Sie fragen sich vielleicht, was das alles mit Introversion und Extraversion zu tun hat. Sind wir nicht alle manchmal unbesonnen?
Die Antwort lautet: Ja, doch einige Menschen neigen mehr dazu als andere. Janice Dorn hat beobachtet, dass ihre extravertierten Kunden zu hoher Belohnungssensitivität neigen, während die Introvertierten eher auf Warnsignale achten. Sie haben ihre Wünsche oder ihre Begeisterung erfolgreicher unter Kontrolle als Extravertierte und schützen sich damit besser vor Abwärtstrends. »Meine introvertierten Spekulanten sind sehr viel besser in der Lage zu sagen: ›Okay, Janice, ich merke, wie es mich packt, aber ich weiß, dass ich nicht danach handeln darf.‹ Den Introvertierten gelingt es viel eher, einen Plan zu machen und sich daran zu halten, weil sie sehr diszipliniert sind.«
Um zu verstehen, warum Introvertierte und Extravertierte verschieden auf die Aussicht einer Belohnung reagieren können, muss man Dorn zufolge ein bisschen über den Aufbau des Gehirns wissen. Wie in Kapitel 4 deutlich wurde, ist unser limbisches System, 2 das wir mit den primitivsten Säugetieren teilen und das von Dorn das »alte Gehirn« genannt wird, emotional und instinktiv. Es umfasst verschiedene Elemente, darunter den Mandelkern, und ist eng mit dem Nucleus accumbens gekoppelt, der manchmal auch das »Lustzentrum« des Gehirns genannt wird. Wir haben uns mit der ängstlichen Seite des alten Gehirns beschäftigt, als wir die Rolle untersuchten, die der Mandelkern bei hoher Reaktivität und Introversion spielt. Jetzt werden wir uns seine gierige Seite anschauen.

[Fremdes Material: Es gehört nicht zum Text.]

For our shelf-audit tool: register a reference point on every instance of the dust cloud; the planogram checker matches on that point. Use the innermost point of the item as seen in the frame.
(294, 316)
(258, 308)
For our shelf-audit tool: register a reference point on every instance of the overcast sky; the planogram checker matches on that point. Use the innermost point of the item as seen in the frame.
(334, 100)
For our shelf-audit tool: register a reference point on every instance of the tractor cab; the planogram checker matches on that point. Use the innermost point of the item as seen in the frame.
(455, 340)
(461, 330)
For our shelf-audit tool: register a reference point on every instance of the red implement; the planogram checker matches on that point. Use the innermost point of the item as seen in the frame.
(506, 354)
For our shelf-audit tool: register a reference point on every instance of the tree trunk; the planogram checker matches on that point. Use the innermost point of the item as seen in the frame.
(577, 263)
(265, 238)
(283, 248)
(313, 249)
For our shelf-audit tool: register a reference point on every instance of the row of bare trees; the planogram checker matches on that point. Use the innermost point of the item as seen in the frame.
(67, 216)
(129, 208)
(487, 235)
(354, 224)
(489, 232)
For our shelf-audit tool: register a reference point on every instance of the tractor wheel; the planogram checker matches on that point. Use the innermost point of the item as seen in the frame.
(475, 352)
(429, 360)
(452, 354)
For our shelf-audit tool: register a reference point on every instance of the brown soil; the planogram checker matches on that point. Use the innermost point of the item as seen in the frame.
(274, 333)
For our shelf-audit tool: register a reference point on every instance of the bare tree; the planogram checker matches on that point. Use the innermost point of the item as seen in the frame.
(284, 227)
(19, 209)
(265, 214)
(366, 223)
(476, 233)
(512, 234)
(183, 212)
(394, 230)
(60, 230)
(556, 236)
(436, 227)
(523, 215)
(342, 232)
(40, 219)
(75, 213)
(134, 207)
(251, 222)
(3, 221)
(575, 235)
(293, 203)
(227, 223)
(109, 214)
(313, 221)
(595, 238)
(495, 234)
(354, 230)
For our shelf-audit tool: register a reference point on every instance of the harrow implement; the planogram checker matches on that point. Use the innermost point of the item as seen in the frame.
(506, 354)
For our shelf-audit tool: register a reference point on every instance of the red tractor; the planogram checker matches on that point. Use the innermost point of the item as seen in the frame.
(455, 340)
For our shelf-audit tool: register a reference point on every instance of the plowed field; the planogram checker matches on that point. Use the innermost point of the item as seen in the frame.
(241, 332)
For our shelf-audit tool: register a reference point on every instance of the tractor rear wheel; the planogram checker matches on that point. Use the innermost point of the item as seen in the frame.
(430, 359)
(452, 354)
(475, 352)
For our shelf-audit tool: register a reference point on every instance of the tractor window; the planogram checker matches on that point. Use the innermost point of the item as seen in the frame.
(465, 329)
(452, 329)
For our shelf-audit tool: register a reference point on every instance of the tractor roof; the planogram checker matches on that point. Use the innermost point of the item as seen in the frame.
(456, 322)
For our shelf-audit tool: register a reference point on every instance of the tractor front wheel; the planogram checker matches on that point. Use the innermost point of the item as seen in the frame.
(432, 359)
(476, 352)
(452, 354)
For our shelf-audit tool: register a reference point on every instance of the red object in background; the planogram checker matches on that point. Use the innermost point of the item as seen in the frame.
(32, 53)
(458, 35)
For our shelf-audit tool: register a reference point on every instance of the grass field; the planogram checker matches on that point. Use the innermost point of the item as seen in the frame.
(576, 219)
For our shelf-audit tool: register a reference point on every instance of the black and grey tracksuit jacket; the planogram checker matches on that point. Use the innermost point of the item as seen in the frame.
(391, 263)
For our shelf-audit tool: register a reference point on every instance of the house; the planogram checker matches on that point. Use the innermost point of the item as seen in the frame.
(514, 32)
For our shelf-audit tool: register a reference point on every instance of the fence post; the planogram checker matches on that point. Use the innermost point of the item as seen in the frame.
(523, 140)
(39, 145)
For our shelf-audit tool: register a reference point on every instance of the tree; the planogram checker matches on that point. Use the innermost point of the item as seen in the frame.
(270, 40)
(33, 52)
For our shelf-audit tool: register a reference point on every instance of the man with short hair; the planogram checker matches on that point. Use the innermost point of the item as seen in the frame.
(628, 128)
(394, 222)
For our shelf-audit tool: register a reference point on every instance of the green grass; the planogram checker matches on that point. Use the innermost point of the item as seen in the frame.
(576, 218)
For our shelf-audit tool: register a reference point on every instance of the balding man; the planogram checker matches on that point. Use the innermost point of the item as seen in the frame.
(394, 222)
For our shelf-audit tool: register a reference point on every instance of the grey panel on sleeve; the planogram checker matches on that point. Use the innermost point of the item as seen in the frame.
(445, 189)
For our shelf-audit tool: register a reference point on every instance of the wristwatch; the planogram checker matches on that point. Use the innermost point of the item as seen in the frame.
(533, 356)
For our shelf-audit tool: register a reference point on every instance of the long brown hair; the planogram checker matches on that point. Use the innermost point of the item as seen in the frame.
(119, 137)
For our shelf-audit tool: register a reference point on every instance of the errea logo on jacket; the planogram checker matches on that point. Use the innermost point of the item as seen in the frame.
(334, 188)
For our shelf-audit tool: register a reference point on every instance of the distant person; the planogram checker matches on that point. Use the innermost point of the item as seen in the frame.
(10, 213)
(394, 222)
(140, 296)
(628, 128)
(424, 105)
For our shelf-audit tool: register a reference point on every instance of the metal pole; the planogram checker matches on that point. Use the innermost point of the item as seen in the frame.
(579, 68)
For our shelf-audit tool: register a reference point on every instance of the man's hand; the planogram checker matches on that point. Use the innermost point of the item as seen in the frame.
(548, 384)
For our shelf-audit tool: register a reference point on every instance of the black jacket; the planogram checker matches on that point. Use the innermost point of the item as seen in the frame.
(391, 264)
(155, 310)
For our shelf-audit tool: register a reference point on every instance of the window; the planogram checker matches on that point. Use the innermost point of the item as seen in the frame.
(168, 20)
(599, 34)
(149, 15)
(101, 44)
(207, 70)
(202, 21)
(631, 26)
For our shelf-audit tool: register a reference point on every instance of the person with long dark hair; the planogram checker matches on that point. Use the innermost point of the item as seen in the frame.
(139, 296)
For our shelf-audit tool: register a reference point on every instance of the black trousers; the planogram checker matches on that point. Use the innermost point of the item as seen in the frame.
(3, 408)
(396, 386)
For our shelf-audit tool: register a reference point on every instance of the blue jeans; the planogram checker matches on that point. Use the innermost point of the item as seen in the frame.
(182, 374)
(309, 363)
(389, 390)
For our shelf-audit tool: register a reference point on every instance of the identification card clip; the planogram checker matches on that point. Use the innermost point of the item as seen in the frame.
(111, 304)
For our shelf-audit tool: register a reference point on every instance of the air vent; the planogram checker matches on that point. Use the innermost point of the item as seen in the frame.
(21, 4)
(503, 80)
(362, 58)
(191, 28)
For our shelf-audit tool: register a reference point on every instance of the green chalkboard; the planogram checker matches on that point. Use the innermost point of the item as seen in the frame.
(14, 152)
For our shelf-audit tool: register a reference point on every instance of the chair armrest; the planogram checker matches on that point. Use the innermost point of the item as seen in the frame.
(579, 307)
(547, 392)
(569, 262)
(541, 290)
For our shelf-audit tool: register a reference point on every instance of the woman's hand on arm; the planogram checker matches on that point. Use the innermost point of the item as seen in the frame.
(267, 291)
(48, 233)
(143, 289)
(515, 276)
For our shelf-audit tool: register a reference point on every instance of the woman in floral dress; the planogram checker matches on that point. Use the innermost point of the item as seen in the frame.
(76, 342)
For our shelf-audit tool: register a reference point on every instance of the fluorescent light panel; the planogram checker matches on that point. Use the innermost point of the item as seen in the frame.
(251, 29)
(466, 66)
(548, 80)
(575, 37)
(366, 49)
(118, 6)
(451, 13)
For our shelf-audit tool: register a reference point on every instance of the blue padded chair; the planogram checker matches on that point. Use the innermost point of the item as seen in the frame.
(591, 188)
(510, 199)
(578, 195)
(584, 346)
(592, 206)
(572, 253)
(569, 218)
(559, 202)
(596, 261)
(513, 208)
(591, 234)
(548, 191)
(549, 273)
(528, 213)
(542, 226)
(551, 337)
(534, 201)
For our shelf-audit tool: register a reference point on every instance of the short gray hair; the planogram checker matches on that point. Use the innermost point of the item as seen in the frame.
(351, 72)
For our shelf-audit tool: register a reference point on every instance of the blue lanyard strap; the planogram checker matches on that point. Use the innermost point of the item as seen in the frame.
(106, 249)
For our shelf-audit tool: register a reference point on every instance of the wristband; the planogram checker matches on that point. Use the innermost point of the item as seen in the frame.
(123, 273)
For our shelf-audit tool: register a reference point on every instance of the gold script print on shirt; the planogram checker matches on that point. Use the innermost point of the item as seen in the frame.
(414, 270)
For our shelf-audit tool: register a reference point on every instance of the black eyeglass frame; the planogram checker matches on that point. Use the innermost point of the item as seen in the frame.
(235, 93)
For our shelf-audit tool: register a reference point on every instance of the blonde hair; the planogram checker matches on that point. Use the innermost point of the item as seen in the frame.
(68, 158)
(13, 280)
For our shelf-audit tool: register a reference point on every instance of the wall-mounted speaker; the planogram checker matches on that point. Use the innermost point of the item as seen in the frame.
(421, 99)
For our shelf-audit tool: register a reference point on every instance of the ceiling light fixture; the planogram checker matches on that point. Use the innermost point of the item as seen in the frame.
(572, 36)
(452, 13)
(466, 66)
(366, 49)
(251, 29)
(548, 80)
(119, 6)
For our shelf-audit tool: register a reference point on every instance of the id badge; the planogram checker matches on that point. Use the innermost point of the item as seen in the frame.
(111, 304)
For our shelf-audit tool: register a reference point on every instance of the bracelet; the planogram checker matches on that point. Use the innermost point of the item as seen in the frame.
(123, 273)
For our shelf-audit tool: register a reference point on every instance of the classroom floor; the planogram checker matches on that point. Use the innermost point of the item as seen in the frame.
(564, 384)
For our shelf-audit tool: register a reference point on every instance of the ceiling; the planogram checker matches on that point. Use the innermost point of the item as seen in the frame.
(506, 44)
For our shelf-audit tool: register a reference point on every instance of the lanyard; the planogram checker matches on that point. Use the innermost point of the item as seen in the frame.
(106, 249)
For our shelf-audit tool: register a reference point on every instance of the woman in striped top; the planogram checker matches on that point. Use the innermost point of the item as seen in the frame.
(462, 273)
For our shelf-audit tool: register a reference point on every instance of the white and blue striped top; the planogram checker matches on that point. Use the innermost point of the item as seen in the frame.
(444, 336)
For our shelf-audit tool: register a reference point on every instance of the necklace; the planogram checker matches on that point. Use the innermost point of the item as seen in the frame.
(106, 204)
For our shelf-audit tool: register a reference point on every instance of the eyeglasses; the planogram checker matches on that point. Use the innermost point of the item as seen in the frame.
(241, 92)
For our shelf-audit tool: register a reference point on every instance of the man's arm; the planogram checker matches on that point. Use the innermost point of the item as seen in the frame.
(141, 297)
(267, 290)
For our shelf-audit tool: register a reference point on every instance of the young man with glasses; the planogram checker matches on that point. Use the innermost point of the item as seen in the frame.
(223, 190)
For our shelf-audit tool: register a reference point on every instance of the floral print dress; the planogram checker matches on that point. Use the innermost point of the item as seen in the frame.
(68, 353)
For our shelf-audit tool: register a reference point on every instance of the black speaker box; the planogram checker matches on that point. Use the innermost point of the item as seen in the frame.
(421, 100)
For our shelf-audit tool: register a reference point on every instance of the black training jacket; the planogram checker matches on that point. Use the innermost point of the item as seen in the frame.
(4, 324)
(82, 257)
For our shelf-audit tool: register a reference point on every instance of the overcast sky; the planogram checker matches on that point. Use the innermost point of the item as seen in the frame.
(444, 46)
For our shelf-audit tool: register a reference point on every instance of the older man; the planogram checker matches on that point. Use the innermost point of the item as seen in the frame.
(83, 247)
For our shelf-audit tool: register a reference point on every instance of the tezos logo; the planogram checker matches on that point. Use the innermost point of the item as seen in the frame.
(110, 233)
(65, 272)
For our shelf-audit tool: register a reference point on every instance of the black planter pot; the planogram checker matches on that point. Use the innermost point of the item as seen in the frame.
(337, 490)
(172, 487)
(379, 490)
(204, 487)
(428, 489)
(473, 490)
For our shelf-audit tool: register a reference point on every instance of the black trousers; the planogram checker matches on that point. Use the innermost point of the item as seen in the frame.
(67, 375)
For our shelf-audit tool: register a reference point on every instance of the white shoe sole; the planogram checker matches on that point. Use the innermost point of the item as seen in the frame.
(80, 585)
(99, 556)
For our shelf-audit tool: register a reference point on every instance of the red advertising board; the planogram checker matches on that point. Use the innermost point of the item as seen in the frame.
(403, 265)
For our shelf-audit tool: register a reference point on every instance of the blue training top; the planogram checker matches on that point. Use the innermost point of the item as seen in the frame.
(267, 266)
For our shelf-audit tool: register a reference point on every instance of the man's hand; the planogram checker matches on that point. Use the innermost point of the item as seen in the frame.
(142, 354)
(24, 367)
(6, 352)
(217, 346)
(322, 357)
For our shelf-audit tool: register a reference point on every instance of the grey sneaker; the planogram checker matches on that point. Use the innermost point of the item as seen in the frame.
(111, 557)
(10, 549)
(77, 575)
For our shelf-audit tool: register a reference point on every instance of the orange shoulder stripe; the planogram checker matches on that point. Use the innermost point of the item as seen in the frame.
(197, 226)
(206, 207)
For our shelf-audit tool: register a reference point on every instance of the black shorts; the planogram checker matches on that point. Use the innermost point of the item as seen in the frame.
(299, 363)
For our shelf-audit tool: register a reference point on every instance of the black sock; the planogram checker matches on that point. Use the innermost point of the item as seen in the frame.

Dorn zufolge gibt uns das alte Gehirn ständig die Botschaft: »Ja, ja, ja! Iss mehr, trink mehr, hab mehr Sex, geh viele Risiken ein, hol dir alle Lust, die du bekommen kannst, und vor allem, denk nicht nach !« Jener Teil des alten Gehirns, der nach Belohnung strebt und Lust liebt, ist es, der nach Dorns Überzeugung Alan dazu brachte, seine Ersparnisse wie Chips im Casino zu verspielen.
Wir haben auch ein »neues Gehirn«, den sogenannten Neokortex , der sich viele tausend Jahre nach dem limbischen System entwickelt hat. Das neue Gehirn ist verantwortlich für Denken, Planen, Sprache und Entscheidungsfindung – einige ebenjener Fähigkeiten, die uns als Menschen ausweisen. Das neue Gehirn ist der Sitz der Rationalität, obwohl es auch eine wichtige Rolle in unserem emotionalen Leben spielt. Seine Aufgabe beinhaltet nach Dorn, uns die Botschaft zu geben: »Nein, nein, nein! Mach das nicht, denn das ist gefährlich, unsinnig und nicht zu deinem Besten, dem deiner Familie oder der Gesellschaft.«
Wo also war Alans Neokortex, als er unsicheren Gewinnen an der Börse hinterherjagte?
Das alte und neue Gehirn arbeiten zusammen, aber nicht immer effektiv. Manchmal geraten sie auch in Konflikt miteinander, und dann sind unsere Entscheidungen ein Resultat desjenigen Teils, der gerade die stärkeren Signale aussendet. Als Alans altes Gehirn seinem neuen Gehirn atemlos seine Botschaften übermittelte, reagierte dies vermutlich so, wie der Neokortex reagieren sollte: Er empfahl dem alten Gehirn, sein Tempo zu drosseln. Er sagte: Pass auf! Und er verlor das anschließende Tauziehen.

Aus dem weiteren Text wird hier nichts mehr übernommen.